To be a teacher, one has to be something of an idealist, somewhat naive regarding human nature. One has to look at these impulsive, often rude, sometimes cruel children — no more than two or three in a class — and think, “They must understand that their life can be better. They must want to change and simply not be able.” It’s easy to think of them even as victims — victims of neglect, of a shallow society, even of irresponsibile or possibly cruel parents. And so the second balancing act: to understand that they’re responsible for their own actions, but that they’re acting from habits formed in an environment not entirely of their choosing.

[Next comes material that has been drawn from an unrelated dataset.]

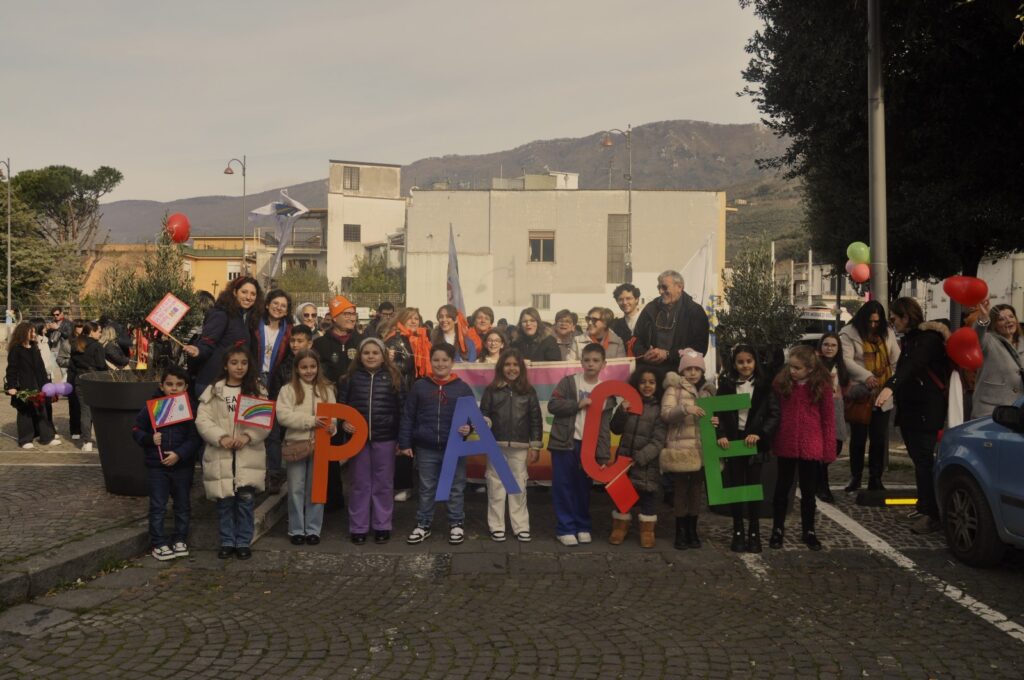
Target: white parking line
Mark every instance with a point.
(880, 546)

But naivete and idealism aren’t really necessary if I remember one thing: it’s all about the relationships. You and other students like you, Terrence, might have developed bad social habits because of a lack of positive adult relationships in your life, but I don’t have to be an additional, negative relationship simply in the name of “classroom management.” So at the beginning of this new school year, before I’ve even met you, I say to you what I say to every student. No matter what it feels like, no matter how harsh I seem to be, I am always on your side. It’s just that I’m on every student’s side, and when one student is taking from another her opportunity for an education, I am going to intervene and stop it. If that means coming down on you because your talking is disturbing others, then that’s what will happen; if that means coming down on others because their talking is disturbing you, then that’s what will happen. But no matter what, I am always on your side.